# Router Mortise Jig



## Wood4Fun (Aug 29, 2008)

Figured I'd go ahead and share a new jig I built this weekend.

This is my second mortise jig. The first one I built was taken from a design available on the FWW web site. It attached to the base of the router and the entire jig would slide along the workpiece. Trouble I found with this design were twofold
1. friction between the two pieces of wood made it difficult to move. This was helped by using wax on the jig.
2. It was difficult to set start and stop points

I can't take credit for 100% of this design. I stole it from David Marks, with one exception. His bracket on the underside was fixed and he uses shims to adjust the left/right to line up where to make the cut on the piece. I made the bracket adjustable

I built this and tested it this weekend, and it worked really well. Once I have it setup, it is set for multiple cuts on all the pieces. The last picture shows my tests on a 4x4 piece of fir, along with the test tenon I made.

The only drawback to this design that I have found so far (and actually a drawback to both designs) is that you lose the max depth of the router bit by the thickness of the base you are working with (in my case a 1/2")


----------



## ACP (Jan 24, 2009)

That's a good looking jig. It certainly does suck to lose 1/2" of depth , but it sure beats messy mortises. Thanks for posting this, I think I may try to build one of these in the future. Jigs are almost as fun to make as actual projects!


----------



## Wood4Fun (Aug 29, 2008)

ACP said:


> That's a good looking jig. It certainly does suck to lose 1/2" of depth


I'm considering making a second one and using masonite as the base. I'm thinking it would maintain its rigidity by having the 1/2" MDF stops attached to the top and bottom.

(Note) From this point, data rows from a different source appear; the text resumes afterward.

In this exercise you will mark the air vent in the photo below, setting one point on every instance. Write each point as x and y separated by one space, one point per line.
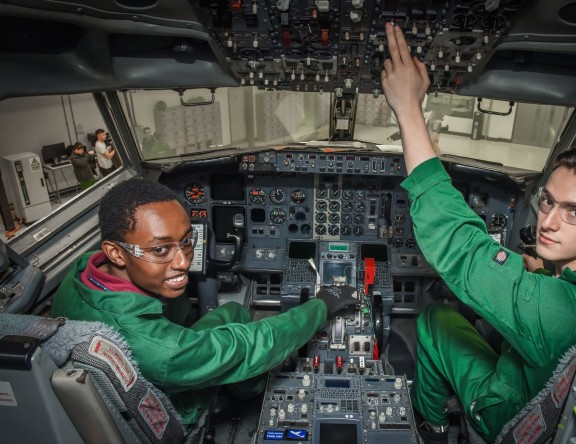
137 4
568 13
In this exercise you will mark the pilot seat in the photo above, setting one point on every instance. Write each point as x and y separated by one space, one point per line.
64 381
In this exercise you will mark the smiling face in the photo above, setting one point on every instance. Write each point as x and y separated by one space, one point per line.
156 223
556 240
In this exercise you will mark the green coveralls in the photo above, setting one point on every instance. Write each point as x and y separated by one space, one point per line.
223 347
535 313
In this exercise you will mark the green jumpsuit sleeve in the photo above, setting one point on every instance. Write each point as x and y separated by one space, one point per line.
534 312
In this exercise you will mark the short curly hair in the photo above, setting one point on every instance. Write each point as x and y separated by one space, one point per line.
118 206
566 159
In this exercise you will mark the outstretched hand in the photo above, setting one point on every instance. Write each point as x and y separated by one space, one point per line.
337 298
405 82
404 78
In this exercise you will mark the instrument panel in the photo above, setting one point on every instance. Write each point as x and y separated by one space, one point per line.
340 209
340 45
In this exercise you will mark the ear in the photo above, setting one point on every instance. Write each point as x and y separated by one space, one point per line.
115 253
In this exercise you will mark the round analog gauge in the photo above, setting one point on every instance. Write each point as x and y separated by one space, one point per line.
277 196
321 193
257 196
195 194
277 216
298 196
334 206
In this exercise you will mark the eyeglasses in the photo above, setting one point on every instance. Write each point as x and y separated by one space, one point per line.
162 253
566 210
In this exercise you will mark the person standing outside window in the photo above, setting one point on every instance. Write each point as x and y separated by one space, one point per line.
104 153
80 160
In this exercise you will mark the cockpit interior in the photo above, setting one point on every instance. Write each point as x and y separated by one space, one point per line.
268 120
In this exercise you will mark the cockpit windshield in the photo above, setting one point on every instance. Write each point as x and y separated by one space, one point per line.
200 122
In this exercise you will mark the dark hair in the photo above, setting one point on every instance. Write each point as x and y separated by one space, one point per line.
566 159
118 206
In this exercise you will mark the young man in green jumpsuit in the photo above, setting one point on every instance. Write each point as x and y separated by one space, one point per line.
533 312
137 284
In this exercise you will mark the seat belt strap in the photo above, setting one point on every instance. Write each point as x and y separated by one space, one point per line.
538 424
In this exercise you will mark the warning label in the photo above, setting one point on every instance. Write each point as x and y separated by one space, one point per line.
35 164
7 395
154 413
115 358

> but it sure beats messy mortises


It does make a very nice and clean mortise. I had a mortising machine for a while but I never really liked it. As soon as I made my first mortise router jig I sold it on Craigslist


----------



## rrich (Jun 24, 2009)

Wood4Fun said:


> I had a mortising machine for a while but I never really liked it.


I have one also. It is probably the most underwhelming power tool that I ever purchased. 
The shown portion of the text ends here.